The resources noted here are only a small window into the wealth of information the AAFP has to support our members in achieving professional satisfaction and fulfillment in their careers as family physicians. Consider bookmarking our Practice & Career webpage (www.aafp.org/family-physician/practice-and-career.html) as we update and add new content to help in your professional journey.

ALIGNING ORGANIZATIONAL VALUES WITH FAMILY PHYSICIAN PRIORITIES

The questions in Table 1 are designed to help you assess how well your organization's actions align with the values and priorities of family physicians. Use this tool to evaluate your current or potential employment situation. You can also use the questions if you are a practice owner or to spark conversations with leaders in your organization to identify best practices and ways to improve family physician employment.

Total Compensation
  • Is the financial value that family physicians deliver to the organization returned in compensation that is competitive and equitable?

  • Does the organization's compensation package for family physicians value primary care's essential functions of first contact, continuity, comprehensiveness and care coordination?

  • Is compensation based on meaningful measures of quality, value and patient experience rather than being primarily or exclusively focused on productivity?

  • Do the salary and benefits policies of the organization foster internal equity and reflect the importance and value of family physicians?

  • Does the organization demonstrate its commitment to primary care by returning to primary care the value it generates for the organization?

Leadership
  • Does the organization's culture and leadership structure demonstrate a commitment to a strong primary care foundation that is essential to a high-performing health care system?

  • Are family physicians and other primary care physicians in visible and influential governance, management and leadership roles throughout the organization?

  • Is there diversity among family physicians and primary care leaders? Is a pathway to leadership supported with ongoing leadership development opportunities for family physicians?

Clinical and Operational Autonomy
  • Do physicians have autonomy in their clinical decisions, allowing them to prioritize duty to their patients over organizational interests?

  • Does the organization support family physicians' ability to maintain their desired scope of practice?

  • Are scope-of-practice decisions made on a clinical (not financial) basis, and do family physicians have influence in privileging decisions?

  • Does the organization have policies and practices that allow family physicians to have meaningful influence and input into the decision-making process in practice operations, including the composition of practice teams and technological implementations?

Care Delivery Supports
  • Does the organization make operational decisions (electronic health records, scheduling systems, physical design, interdisciplinary teams, etc.) with input from family physicians to support the delivery of high-quality primary care?
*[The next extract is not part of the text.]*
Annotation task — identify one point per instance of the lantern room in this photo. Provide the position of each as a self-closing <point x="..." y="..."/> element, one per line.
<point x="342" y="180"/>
  • Does the organization make decisions and implement systems to minimize administrative burdens on physicians and practices?

  • Do all primary care payments, incentives and other non-financial resources earned through payer contracts flow directly to the primary care practices responsible for achieving them?

Contracting and Transparency
  • Does the organization support transparency and equity in physician compensation by removing non-disclosure clauses from physician employment contracts?

  • Is the organization open to primary care-specific modifications to the terms of employment, including exceptions for non-compete clauses or other practices that interfere with the continuous physician-patient relationship?

  • Is the organization fully transparent about its employment practices and compensation models?